2.3. Inclusion and exclusion criteria

Inclusion and Exclusion criteria are described in Supplementary table S1. Briefly, after selecting the 70 participants, 20 healthy participants were also included, with a proportional sex and age distribution, like the participants with COVID-19 included in the study, without a diagnosis of COVID-19 (with undetectable RT-PCR and IgM and IgG non-reactive), which constituted a laboratory method control group for the cellular and immunogenetic immunity evaluation.

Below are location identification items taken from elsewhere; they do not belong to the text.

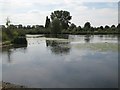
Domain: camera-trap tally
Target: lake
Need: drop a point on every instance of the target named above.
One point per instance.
(70, 61)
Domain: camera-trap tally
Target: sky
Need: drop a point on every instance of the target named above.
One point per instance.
(34, 12)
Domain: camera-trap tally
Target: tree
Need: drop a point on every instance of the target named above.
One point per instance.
(87, 26)
(107, 27)
(7, 22)
(63, 16)
(118, 26)
(101, 27)
(47, 23)
(56, 26)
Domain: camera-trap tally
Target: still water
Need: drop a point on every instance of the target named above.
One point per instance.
(76, 61)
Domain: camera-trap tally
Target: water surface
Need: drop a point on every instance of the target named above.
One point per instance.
(77, 61)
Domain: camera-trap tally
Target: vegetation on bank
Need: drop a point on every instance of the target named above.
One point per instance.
(58, 23)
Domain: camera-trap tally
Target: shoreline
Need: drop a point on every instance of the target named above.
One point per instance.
(7, 86)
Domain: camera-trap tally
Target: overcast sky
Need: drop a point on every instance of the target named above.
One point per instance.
(32, 12)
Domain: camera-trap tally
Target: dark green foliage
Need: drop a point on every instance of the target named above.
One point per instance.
(56, 26)
(47, 23)
(87, 26)
(63, 16)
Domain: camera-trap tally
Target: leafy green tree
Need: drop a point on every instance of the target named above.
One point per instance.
(72, 26)
(118, 26)
(107, 27)
(101, 27)
(56, 26)
(87, 26)
(47, 23)
(8, 22)
(63, 16)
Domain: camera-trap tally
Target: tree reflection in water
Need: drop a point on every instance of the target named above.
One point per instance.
(87, 38)
(58, 47)
(10, 51)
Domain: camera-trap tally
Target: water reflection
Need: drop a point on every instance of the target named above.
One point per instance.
(89, 63)
(58, 47)
(11, 49)
(87, 38)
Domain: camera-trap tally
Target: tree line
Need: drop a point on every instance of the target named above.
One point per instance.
(58, 23)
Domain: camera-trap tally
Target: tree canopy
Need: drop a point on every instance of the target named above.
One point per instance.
(63, 16)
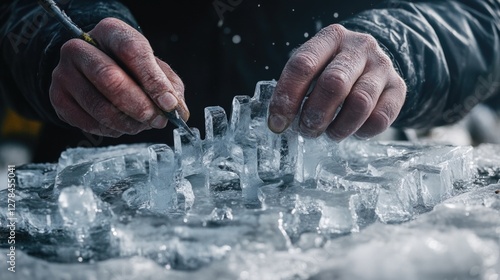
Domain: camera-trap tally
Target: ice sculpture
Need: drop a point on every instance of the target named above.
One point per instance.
(250, 204)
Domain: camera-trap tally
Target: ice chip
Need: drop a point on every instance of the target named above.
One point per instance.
(78, 206)
(188, 149)
(329, 172)
(162, 181)
(215, 123)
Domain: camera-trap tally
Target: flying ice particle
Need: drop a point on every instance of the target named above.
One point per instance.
(236, 39)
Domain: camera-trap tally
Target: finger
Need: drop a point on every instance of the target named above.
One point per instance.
(95, 104)
(133, 50)
(71, 112)
(331, 89)
(179, 89)
(386, 111)
(358, 105)
(110, 80)
(299, 72)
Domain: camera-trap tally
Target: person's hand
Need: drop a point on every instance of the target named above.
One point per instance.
(351, 72)
(120, 89)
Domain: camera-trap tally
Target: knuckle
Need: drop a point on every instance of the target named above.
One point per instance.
(304, 64)
(383, 61)
(130, 48)
(383, 118)
(336, 80)
(145, 113)
(154, 84)
(111, 77)
(363, 102)
(367, 41)
(70, 47)
(336, 30)
(400, 86)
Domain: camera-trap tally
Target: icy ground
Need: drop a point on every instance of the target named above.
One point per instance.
(247, 204)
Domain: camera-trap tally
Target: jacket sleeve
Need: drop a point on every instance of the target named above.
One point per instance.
(30, 40)
(448, 53)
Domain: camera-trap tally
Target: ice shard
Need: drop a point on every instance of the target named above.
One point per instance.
(162, 179)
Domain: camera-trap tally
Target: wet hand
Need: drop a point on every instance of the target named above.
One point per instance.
(352, 72)
(120, 88)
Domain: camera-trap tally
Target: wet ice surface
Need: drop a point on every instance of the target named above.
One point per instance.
(245, 203)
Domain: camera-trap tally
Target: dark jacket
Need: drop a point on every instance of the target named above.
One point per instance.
(448, 52)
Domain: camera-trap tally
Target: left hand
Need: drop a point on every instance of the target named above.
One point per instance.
(352, 71)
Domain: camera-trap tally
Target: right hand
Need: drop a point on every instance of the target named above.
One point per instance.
(91, 91)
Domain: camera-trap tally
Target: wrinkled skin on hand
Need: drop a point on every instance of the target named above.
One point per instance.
(120, 88)
(351, 71)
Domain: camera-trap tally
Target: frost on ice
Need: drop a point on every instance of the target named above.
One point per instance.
(245, 203)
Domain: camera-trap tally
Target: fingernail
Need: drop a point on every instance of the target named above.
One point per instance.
(167, 101)
(159, 122)
(361, 136)
(277, 123)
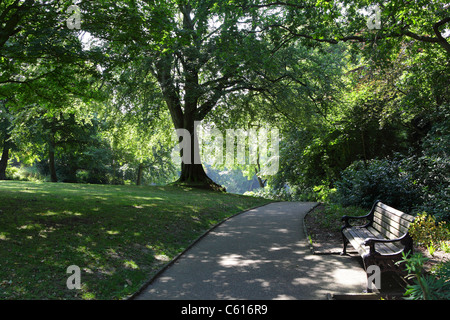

These participants were included in the same research center and only one swab and blood collection were performed on the inclusion date.

2.4. Immunophenotyping

Peripheral blood mononuclear cells (PBMC) were obtained from whole blood using Histopaque® and Ficoll (Sigma-Aldrich - Missouri, EUA) different density gradients. These cells were cryopreserved, and then thawed at the time of each assay. Then, was used a concentration of 2 x 105 viable cells/mL, and submitted to immunophenotyping assay with surface antibodies for 20 minutes at 2 - 8 °C. After, the cells were washed with phosphate buffer plus fetal bovine serum (FBS) (PBS pH 7.4 at 2% FBS), and centrifuged at 400x g for 5 minutes. After centrifugation, cells were fixed with 1% paraformaldehyde solution and subsequently acquired in a flow cytometer (LSR FortessaTM, BD Biosciences, New Jersey, USA). The analysis was performed using Flow Jo software v10.6 (BD Biosciences).
The anti-human antibodies used in the immunophenotyping assay were: panel I (activation) - CD3-FITC, CD4-APCH7, CD8-BV605, CD38-PECy7, OX40- BV711 and panel II (memory) – CD3-APC-Cy7, CD4-BV421, CD8-BV605, CD45RA-APC, CCR7-BV510 (BD Biosciences).

2.5. Cytokine detection

2.5.1. Immunospot assay

The frequency of interferon gamma (IFN-γ) and IL-10 secreting cells in patients' PBMCs were analyzed using the FluoroSpotplus kit human assay (Mabtech – Stockholm, Sweden) as recommended by the manufacturer. Cell suspensions were plated (2 x 105 cells/well) on pre-coated plates and cultured for 20 hours in the presence or absence of SARS-CoV-2 Antigen Peptide NCAP - 2mcg/ml (nucleocapsid peptides, JPT peptides – Berlin, GE). As a positive control, cells were incubated with 2 µg/well of Concanavalin A (Sigma-Aldrich). After incubation and development, the “spots” of the cells secreting the said mediators were quantified using the ImmunoSpot® (CTL) image analyzer. The number of “spots” generated by cells stimulated with the antigen was subtracted from the non-specific spots generated in non-stimulated cells, generating the number of specific spots for SARS-CoV-2 per million cells.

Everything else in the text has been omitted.